Seriousness of Barry Blanchard’s Injuries After Bad Fall Becomes Clear

It’s ironic but all too common that someone renowned for safety and competence in hairy outdoor settings sustains the worst injury of their life back in civilization. On vacation in Saskatchewan earlier this month, Canadian alpinist Barry Blanchard fell down a flight of concrete stairs and suffered serious head trauma.

Now, the extent of the famed climber’s injuries is becoming clear. Reports indicate that he’s making progress, but his family has emphasized the importance of patience for what will likely be a long road.

The 62-year-old climbing guide sustained moderate brain trauma with multiple facial fractures in the incident. Medical professionals identified numerous brain bleeds. Blanchard’s family says that he’s having trouble communicating and has lost most of his memory.

Blanchard Traversing the Tent Arete on the Cassin Ridge of Mount McKinley, AK 1982 Photo Doyle creative commons

Blanchard traverses the Cassin Ridge of Denali, 1982. Photo: Doyle/Creative Commons

 

The following, from a statement issued by his family on August 11, might be the most cogent explanation of Blanchard’s condition.

At this point his history is obsolete and it will take a long rehabilitation to remember the events of his life, work, experiences, friends, technology, etc. Barry is recognizing family members, his daughters, and his partner in life. His recovery is going well, however, his injury needs to be put into perspective so that people can adjust their expectations. For example: he is unable to pick up a phone, form a complete thought or send a text. Everyday tasks will need to be relearned and this will take time.

According to a fundraiser started by friends to support his recovery, none of his injuries require surgery. But he will spend an extended stretch in the hospital recovering basic faculties.

Barry Blanchard’s climbing career

Blanchard first built his reputation in the 1980s, with difficult and committing ascents in the Canadian Rockies. In 1983, he, David Cheesmond, and Tim Friesen pioneered the world-class 600m Andromeda Strain (5.11a WI4+, M6) on Mount Andromeda. Blanchard continued developing routes through the 1990s and 2000s, including the 2002 FA of Infinite Patience on the Emperor Face of the Canadian Rockies’ highest peak, Mount Robson.

He also climbed prolifically in the Karakorum and Himalaya, regularly ticking first ascents into the early 2000s with the likes of Mark Twight.

Eventually, his guiding career made him beloved by many, especially in his home of Canmore, Alberta. And he leveraged his experience to help in the production of Hollywood climbing movies like Cliffhanger and The Vertical Limit. Like most of the real alpinists behind the scenes in such films, he had an amused perspective on how Hollywood presented climbing.

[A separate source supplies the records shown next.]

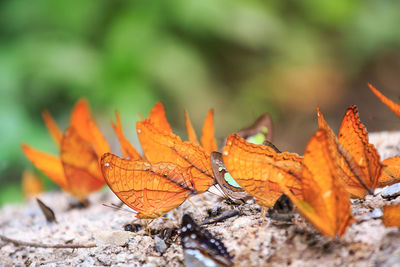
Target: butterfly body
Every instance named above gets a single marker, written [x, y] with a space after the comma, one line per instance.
[200, 247]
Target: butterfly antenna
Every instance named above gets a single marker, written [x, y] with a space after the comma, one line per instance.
[168, 219]
[219, 190]
[194, 206]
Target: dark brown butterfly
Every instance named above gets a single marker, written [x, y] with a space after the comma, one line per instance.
[228, 186]
[200, 248]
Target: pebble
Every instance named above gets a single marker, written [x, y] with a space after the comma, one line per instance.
[160, 244]
[391, 192]
[376, 214]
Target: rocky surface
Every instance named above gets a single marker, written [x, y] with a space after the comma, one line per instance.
[254, 240]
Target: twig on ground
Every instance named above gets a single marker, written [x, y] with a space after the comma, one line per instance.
[40, 245]
[221, 217]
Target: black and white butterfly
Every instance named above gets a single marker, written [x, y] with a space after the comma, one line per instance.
[200, 248]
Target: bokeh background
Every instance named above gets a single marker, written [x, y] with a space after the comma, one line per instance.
[241, 58]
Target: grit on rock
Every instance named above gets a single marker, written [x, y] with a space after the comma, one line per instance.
[253, 240]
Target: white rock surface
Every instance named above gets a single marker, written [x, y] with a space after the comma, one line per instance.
[248, 237]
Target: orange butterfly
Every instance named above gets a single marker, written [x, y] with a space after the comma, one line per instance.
[358, 159]
[151, 189]
[391, 215]
[325, 201]
[258, 168]
[161, 145]
[77, 170]
[391, 172]
[157, 116]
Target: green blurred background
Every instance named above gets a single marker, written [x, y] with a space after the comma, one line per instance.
[241, 58]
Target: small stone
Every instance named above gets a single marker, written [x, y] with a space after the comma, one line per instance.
[160, 244]
[376, 214]
[118, 238]
[391, 192]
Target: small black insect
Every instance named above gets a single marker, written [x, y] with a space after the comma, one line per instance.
[200, 248]
[132, 227]
[47, 211]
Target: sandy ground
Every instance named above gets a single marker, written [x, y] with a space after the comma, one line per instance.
[254, 240]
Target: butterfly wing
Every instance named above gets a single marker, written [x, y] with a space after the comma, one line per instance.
[232, 191]
[128, 150]
[162, 146]
[50, 165]
[391, 215]
[149, 189]
[325, 202]
[189, 129]
[390, 172]
[81, 164]
[158, 117]
[353, 137]
[257, 169]
[389, 103]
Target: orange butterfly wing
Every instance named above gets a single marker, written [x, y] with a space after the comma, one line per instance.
[353, 137]
[389, 103]
[208, 141]
[50, 165]
[84, 124]
[391, 215]
[351, 163]
[81, 165]
[151, 189]
[391, 172]
[258, 168]
[162, 146]
[128, 150]
[158, 117]
[325, 201]
[189, 129]
[52, 127]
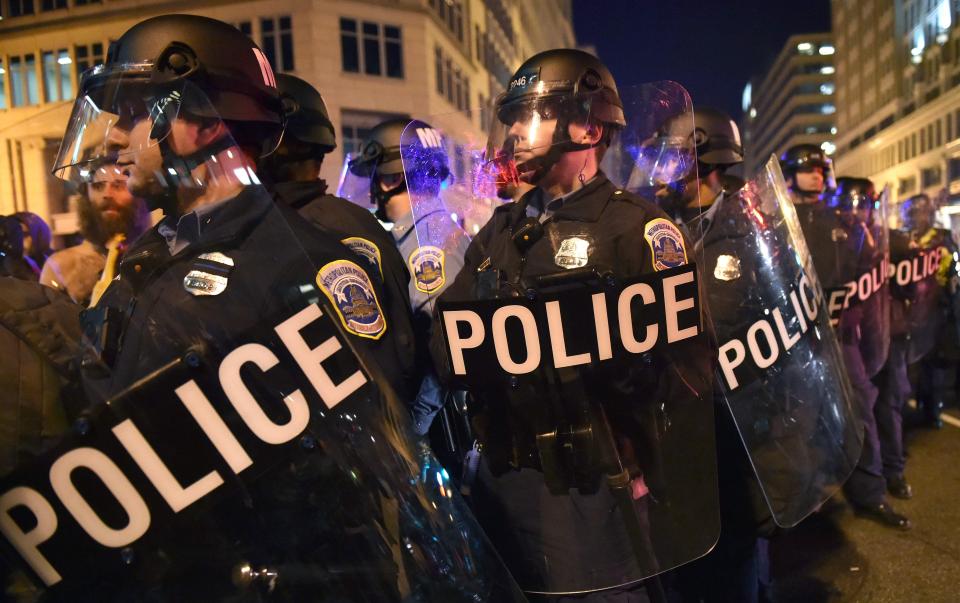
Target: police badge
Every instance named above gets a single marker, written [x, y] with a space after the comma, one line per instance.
[365, 248]
[427, 266]
[350, 291]
[208, 275]
[666, 243]
[573, 253]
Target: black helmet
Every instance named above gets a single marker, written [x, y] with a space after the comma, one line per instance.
[305, 113]
[853, 194]
[223, 62]
[380, 156]
[803, 156]
[566, 75]
[918, 211]
[380, 150]
[717, 138]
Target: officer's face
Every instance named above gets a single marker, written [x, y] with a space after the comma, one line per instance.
[810, 180]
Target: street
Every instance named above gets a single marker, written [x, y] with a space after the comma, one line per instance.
[836, 556]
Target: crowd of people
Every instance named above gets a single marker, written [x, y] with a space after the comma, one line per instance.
[636, 371]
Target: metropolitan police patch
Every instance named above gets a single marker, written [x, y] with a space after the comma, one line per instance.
[666, 243]
[349, 288]
[367, 249]
[427, 266]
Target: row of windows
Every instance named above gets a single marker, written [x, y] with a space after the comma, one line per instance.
[452, 83]
[57, 69]
[371, 48]
[19, 8]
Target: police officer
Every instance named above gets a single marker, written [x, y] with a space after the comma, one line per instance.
[558, 117]
[380, 160]
[939, 334]
[842, 250]
[732, 571]
[717, 140]
[190, 102]
[291, 174]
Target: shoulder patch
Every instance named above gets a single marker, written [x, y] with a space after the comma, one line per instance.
[350, 291]
[427, 264]
[365, 248]
[666, 244]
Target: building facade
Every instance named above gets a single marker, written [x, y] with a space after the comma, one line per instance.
[792, 103]
[371, 59]
[898, 94]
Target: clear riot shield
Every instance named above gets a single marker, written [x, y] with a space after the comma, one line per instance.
[242, 441]
[780, 366]
[583, 343]
[860, 307]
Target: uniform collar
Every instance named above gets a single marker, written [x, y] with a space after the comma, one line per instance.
[583, 205]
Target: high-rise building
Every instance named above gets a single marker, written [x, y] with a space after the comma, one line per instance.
[792, 103]
[898, 93]
[371, 59]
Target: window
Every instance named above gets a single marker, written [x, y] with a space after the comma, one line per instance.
[3, 87]
[88, 56]
[23, 81]
[452, 84]
[276, 41]
[355, 126]
[57, 85]
[20, 7]
[373, 49]
[930, 177]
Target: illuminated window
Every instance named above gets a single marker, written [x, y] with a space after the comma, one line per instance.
[57, 85]
[276, 41]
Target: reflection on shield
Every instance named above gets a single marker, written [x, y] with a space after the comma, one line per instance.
[780, 366]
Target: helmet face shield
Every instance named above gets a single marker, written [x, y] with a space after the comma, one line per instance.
[116, 116]
[529, 134]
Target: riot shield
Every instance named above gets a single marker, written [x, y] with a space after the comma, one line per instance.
[860, 307]
[780, 366]
[596, 433]
[242, 440]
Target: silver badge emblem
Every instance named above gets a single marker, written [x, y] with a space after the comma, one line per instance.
[209, 277]
[573, 253]
[727, 268]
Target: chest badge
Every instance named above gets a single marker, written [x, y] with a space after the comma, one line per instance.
[727, 268]
[427, 266]
[366, 249]
[209, 274]
[350, 291]
[666, 244]
[573, 253]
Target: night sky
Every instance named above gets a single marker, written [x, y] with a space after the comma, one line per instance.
[712, 47]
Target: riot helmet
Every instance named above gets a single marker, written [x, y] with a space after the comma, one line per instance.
[854, 197]
[380, 162]
[806, 159]
[308, 133]
[918, 213]
[184, 69]
[549, 93]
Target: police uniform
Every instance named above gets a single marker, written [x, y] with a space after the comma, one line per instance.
[234, 266]
[363, 234]
[840, 254]
[581, 534]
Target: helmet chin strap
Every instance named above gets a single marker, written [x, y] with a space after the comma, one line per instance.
[561, 144]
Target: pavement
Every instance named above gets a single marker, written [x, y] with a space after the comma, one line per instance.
[834, 556]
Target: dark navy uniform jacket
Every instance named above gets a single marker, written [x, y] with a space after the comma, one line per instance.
[359, 230]
[578, 538]
[275, 256]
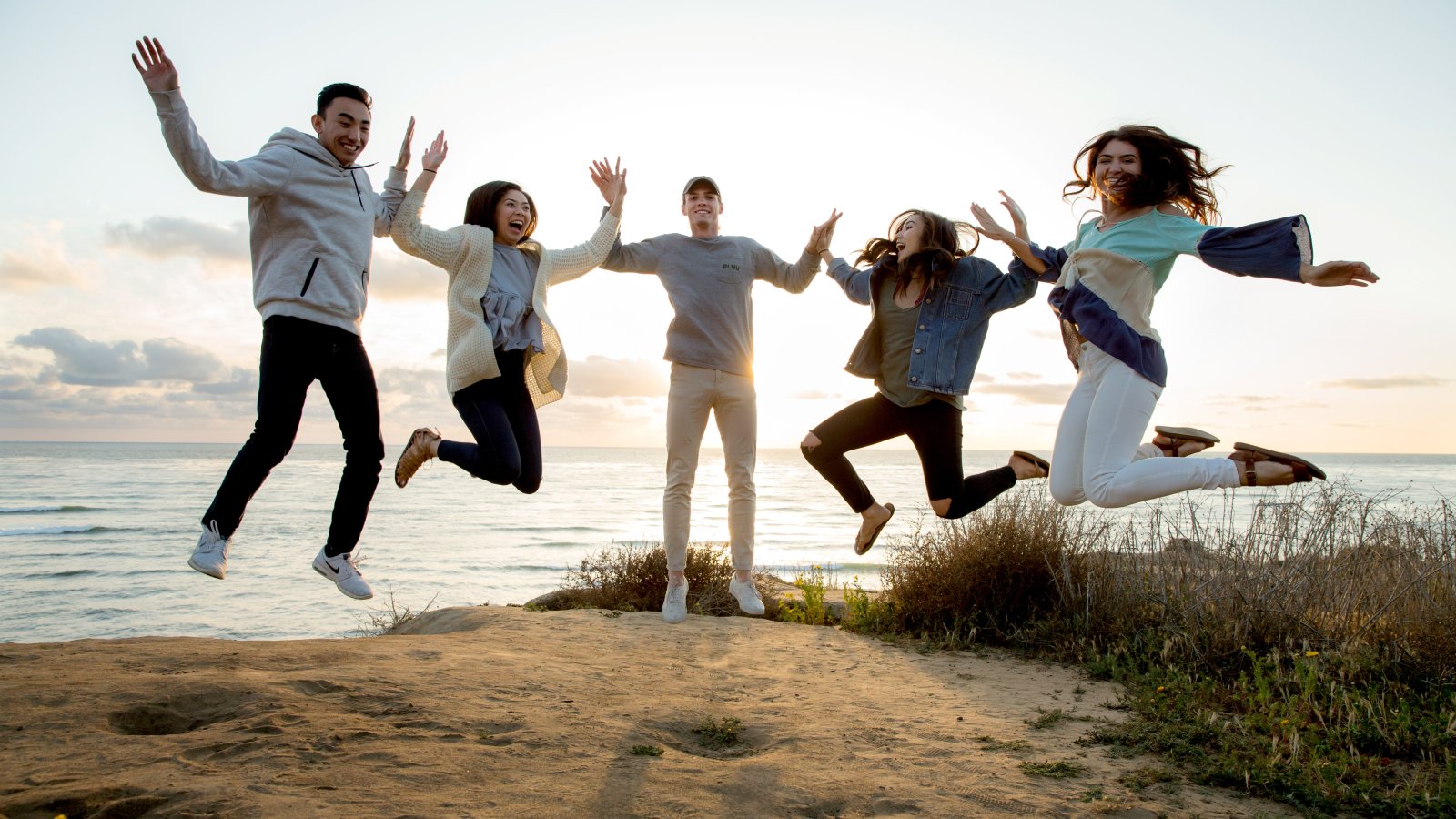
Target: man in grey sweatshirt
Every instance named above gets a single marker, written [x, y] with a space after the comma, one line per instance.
[710, 281]
[312, 216]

He was an active climber until his recent accident.

Outlook and fundraiser

Though Blanchard’s path to recovery looks long, he doesn’t appear to be in immediate danger. Anyone interested in supporting him can visit the Help Barry Blanchard Recover fundraiser page, organized by his friend Jesse De Montigny.

Recently, he was moved from Regina, Saskatchewan, where the accident took place, to his home hospital in Canmore, Alberta.